Zavala, V. M. - Presenter, Carnegie Mellon University
Biegler, L., Carnegie Mellon University


Several kinetic and transport parameters are required for the development and on-line update of tubular polymerization reactors first-principles models. The associated complexity of these models coupled to the limited availability of plant measurements and the large sets of parameters required for off-line and on-line tasks make the parameter estimation problem particularly difficult. Multiple feed injections along the reactor are encountered in common reactor designs. This requires the reactor to be split into a number of reaction and heating/cooling zones giving rise to a complex and distributed differential-algebraic equations (DAE) system which is usually solved by the sequential integration of the DAE system associated to each zone. Under this approach, the parameter estimation problem formulation requires the repeated and expensive solution of the system by means of a DAE solver coupled to a nonlinear programming solver. Furthermore, the optimization task can become computationally highly expensive when large sets of parameters are to be estimated and, commonly, heuristic-based strategies must be devised to reduce the dimension of the large-scale problem.

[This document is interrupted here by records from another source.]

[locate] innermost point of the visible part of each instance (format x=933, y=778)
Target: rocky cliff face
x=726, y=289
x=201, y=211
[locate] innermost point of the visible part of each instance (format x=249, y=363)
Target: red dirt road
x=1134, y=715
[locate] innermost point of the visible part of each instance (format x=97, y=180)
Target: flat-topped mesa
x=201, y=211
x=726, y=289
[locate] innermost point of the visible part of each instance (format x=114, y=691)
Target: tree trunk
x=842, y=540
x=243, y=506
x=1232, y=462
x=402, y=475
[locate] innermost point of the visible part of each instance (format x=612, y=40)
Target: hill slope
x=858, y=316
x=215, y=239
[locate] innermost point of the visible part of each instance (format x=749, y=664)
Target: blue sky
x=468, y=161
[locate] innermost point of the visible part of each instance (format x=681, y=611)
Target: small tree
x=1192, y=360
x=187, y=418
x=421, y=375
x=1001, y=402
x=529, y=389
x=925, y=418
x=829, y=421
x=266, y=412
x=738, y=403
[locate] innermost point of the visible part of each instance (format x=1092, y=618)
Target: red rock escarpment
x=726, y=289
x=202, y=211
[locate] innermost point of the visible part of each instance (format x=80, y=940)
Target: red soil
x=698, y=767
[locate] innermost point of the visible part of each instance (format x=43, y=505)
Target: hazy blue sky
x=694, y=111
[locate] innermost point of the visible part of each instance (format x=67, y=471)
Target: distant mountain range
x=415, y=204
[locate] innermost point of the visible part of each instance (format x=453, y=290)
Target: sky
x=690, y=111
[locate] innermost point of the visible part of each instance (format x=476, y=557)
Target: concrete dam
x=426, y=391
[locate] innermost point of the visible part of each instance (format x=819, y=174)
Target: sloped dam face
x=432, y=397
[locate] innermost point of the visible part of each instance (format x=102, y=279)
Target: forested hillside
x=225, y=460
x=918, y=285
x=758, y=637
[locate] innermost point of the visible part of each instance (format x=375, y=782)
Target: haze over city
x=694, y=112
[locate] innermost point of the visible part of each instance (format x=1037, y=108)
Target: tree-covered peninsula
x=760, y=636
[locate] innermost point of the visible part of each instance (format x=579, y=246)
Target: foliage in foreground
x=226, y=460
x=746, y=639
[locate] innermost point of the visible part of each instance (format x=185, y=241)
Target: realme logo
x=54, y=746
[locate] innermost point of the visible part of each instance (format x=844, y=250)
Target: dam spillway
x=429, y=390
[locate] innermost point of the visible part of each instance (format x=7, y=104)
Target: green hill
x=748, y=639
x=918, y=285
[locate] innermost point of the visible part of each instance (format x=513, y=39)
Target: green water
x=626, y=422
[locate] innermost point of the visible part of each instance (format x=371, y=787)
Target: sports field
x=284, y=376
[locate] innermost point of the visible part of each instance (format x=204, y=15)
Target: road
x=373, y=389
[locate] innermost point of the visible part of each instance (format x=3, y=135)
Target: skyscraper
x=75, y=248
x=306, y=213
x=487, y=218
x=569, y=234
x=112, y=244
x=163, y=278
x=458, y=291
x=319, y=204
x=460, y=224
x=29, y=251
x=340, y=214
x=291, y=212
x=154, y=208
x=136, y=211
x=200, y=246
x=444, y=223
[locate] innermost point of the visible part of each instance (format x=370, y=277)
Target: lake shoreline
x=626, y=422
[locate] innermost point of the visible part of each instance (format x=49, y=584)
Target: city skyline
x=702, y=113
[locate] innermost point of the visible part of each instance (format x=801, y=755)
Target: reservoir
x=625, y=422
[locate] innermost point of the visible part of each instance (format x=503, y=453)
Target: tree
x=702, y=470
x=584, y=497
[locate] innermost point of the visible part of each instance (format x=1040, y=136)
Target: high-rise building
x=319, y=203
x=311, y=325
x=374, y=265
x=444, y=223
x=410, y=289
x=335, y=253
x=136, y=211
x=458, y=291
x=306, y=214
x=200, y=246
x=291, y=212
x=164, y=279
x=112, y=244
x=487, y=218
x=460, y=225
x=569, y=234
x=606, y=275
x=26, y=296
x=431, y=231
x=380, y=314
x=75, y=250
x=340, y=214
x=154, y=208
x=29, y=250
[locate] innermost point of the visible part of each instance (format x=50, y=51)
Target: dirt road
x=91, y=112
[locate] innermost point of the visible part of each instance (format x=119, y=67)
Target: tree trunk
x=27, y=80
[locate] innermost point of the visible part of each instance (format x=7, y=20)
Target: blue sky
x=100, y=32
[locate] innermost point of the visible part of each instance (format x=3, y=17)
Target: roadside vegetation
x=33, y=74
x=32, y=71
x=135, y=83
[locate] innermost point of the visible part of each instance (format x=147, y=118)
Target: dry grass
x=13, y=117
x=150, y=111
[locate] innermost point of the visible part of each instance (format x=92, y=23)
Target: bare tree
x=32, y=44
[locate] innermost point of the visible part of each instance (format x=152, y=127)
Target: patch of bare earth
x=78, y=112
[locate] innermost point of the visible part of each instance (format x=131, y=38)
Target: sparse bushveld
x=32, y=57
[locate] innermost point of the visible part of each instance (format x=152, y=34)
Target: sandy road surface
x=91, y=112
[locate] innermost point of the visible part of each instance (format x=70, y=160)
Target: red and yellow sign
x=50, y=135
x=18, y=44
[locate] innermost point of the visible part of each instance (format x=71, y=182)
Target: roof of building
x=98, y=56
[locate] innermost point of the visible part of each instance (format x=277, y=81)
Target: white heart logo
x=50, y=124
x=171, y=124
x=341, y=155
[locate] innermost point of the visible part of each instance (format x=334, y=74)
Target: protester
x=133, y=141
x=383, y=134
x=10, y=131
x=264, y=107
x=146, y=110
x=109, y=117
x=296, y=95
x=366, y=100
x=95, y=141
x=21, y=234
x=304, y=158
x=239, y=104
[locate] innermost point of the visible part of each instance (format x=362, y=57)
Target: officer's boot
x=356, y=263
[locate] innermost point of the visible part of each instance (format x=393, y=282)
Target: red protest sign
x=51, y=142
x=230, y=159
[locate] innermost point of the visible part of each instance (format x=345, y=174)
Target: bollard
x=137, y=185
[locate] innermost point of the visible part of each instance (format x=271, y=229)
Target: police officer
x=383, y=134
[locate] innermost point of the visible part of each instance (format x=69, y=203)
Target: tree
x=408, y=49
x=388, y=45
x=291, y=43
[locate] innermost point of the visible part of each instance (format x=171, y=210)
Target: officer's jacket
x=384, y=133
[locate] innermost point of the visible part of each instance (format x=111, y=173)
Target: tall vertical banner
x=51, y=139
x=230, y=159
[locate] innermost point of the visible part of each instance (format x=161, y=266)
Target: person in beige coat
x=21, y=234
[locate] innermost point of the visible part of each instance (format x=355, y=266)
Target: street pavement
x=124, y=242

In this work, a nonlinear programming (NLP) simultaneous approach is proposed for the large-scale parameter estimation in tubular polymerization reactors. Under this approach, both differential and algebraic variables in the DAE system are fully discretized leading to a large-scale nonlinear programming problem that can be solved with state-of-the art NLP solvers. With this, a more systematic parameter estimation strategy is obtained. As a result, larger and better sets of parameters can be obtained for the prediction of final product properties and the reactor operating conditions. The proposed methodology was used to obtain several sets of parameters for a first-principles model enabling the accurate prediction of operating conditions and final product properties on actual polymerization reactors. The methodology is robust and reliable and can be used for off-line and on-line applications.